Because links go dead. Published in the Roanoke Times, May 18, 2015.

By Ralph Berrier Jr. ralph.berrier@roanoke.com 981-3338

Even though he was frail, sick and about to enter the final week of his life, Joe Wilson had enough strength and stubbornness to attend an Appalachian music festival 10 days ago in Fries — and make plans for the future.

As old-time mountain musicians fiddled, played banjos and sang all around him during the Henry Whitter Festival in his adopted hometown, he spotted his buddy and neighbor, the fine fiddle player Eddie Bond.

"He told me that he had set up a home recording studio in his basement and we were going to make a record," Bond said with a soft chuckle as he recalled the conversation.

"Joe never gave a thought about dying. He was going to accomplish all that he could accomplish up till the end."

Wilson died Sunday at age 77, and even though he and Bond won't make that record, Wilson had already left an indelible mark on the music, arts, culture and people of his beloved mountains. As the longtime director of the National Council for the Traditional Arts, Wilson championed not only mountain music and traditions he grew up with in Tennessee, but also the folk traditions of disparate cultures that spanned the globe, from Indonesian dance troupes to African kora players.

His effect was profoundly felt in Southwest Virginia, where he led the effort to create the Blue Ridge Music Center on the Blue Ridge Parkway in Carroll County. He also helped to spearhead the creation of The Crooked Road, the heritage music trail that brings thousands of visitors to the mountains to hear bluegrass and old-time mountain music in fancy theaters, as well as in country stores, diners and hardware stores.
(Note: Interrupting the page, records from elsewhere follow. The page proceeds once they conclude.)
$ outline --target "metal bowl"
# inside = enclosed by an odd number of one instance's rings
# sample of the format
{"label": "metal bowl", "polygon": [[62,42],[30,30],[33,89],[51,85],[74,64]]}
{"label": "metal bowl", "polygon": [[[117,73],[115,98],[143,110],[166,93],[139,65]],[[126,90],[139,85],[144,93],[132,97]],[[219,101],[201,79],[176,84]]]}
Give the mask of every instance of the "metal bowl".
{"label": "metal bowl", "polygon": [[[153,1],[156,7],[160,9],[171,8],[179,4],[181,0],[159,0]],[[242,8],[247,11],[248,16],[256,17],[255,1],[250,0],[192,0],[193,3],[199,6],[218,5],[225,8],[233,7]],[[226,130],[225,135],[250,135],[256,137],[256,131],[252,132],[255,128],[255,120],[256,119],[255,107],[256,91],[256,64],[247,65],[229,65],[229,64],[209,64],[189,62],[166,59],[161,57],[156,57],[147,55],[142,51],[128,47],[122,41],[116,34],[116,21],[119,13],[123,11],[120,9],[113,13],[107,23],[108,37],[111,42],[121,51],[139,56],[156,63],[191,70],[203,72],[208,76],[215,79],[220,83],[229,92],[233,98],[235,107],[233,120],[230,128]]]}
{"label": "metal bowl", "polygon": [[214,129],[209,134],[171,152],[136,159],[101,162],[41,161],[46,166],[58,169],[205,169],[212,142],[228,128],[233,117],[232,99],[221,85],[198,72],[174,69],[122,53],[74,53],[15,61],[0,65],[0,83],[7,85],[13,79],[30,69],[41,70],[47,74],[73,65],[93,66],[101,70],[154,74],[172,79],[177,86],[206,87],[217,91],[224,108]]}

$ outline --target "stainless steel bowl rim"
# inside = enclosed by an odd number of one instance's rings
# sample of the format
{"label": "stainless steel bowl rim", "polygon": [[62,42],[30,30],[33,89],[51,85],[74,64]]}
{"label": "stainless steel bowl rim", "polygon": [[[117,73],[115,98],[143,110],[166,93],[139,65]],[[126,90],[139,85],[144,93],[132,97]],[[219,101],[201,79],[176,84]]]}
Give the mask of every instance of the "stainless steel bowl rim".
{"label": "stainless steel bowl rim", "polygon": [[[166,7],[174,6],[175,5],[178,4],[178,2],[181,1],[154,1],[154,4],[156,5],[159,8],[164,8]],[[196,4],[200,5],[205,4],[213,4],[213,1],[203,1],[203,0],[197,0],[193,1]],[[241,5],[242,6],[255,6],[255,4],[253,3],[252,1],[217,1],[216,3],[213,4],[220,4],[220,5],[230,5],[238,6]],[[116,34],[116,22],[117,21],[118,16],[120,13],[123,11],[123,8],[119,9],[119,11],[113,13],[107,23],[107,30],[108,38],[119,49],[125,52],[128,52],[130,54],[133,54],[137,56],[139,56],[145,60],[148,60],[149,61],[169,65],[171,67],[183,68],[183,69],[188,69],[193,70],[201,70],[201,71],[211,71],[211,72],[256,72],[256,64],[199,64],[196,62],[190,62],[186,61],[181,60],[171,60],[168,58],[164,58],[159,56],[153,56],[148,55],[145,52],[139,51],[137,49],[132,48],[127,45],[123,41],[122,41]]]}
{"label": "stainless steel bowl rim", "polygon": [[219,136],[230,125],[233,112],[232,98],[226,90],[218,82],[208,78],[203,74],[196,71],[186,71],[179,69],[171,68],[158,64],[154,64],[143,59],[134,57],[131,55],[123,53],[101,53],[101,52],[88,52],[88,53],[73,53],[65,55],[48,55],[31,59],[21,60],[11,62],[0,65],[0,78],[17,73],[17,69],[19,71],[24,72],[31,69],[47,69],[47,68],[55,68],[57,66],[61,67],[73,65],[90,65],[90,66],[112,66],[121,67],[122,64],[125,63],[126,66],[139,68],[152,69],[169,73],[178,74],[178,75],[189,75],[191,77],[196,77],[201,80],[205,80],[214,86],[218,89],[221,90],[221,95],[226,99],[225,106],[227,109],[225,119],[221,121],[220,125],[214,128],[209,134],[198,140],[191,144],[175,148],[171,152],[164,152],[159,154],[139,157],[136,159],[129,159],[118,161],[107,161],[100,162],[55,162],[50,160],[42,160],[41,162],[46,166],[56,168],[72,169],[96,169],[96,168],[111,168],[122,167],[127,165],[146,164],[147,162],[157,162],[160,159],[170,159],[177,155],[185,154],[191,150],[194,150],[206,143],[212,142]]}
"Joe Wilson did more to help regional traditional musicians in this country than anyone ever has," said Roddy Moore, director of the Blue Ridge Institute at Ferrum College. "He stood up for the people. He'll be sorely missed."

Moore was on the committee that hired Wilson in 1976 to lead the NCTA, the nonprofit group that has preserved, documented and presented traditional art forms in the United States since 1933. Wilson, who led the organization for 28 years, put together nearly 50 national and international tours that took little-known musicians around the world, including many performers from Southwest Virginia.

Jerry Douglas, the Grammy-winning Dobro player for Alison Krauss & Union Station, said he was "deeply saddened" by the death of a man he had known and toured with for more than two decades.

"He was truly a hero of mine," Douglas wrote in an email. "Joe loved the music of the Appalachians and all indigenous musics of this country. He spent his life unearthing and honoring them. In doing so, he, along with his beloved National Council For The Traditional Arts, opened the eyes of millions to a treasure trove of arts and music they would have otherwise never known."

Wilson helped invigorate the National Folk Festival in 1983 by taking the event on the road, where it spawned many local and regional folk festivals. For example, the annual Richmond Folk Festival was created after the National Folk Festival was held in the city from 2005 until 2007.

After he retired in 2004, Wilson and his wife, Kathy, settled in tiny Fries, where mountain music was as much a part of the town's history as the cotton mill. Early country recording artists from Fries included Henry Whitter, Ernest "Pop" Stoneman and Kelly Harrell, all of whom made historically important records in the 1920s.

Fries was not unlike Wilson's birthplace of Trade, Tennessee, where he grew up working in the corn and tobacco fields and playing music with his family. His mother instilled in him an early sense of social justice before he left home at 17, worked low-paying jobs, earned a two-year degree from Lees-McRae College in North Carolina and eventually hitchhiked to Nashville, Tennessee.

He worked awhile in country legend Marty Robbins' band before becoming a journalist for The Progressive magazine, for which he covered the civil rights movement in the Deep South. Later, he became a consultant and fundraiser for historically black colleges before getting the job with the NCTA.

Wilson loved to tell stories about rural people he had grown up with, including his horse-stealing, banjo-building great-grandfather, "Lucky Joe." But he was no rube when it came to talking to powerful people — he had many political and business connections that allowed him to pursue his music tours and projects.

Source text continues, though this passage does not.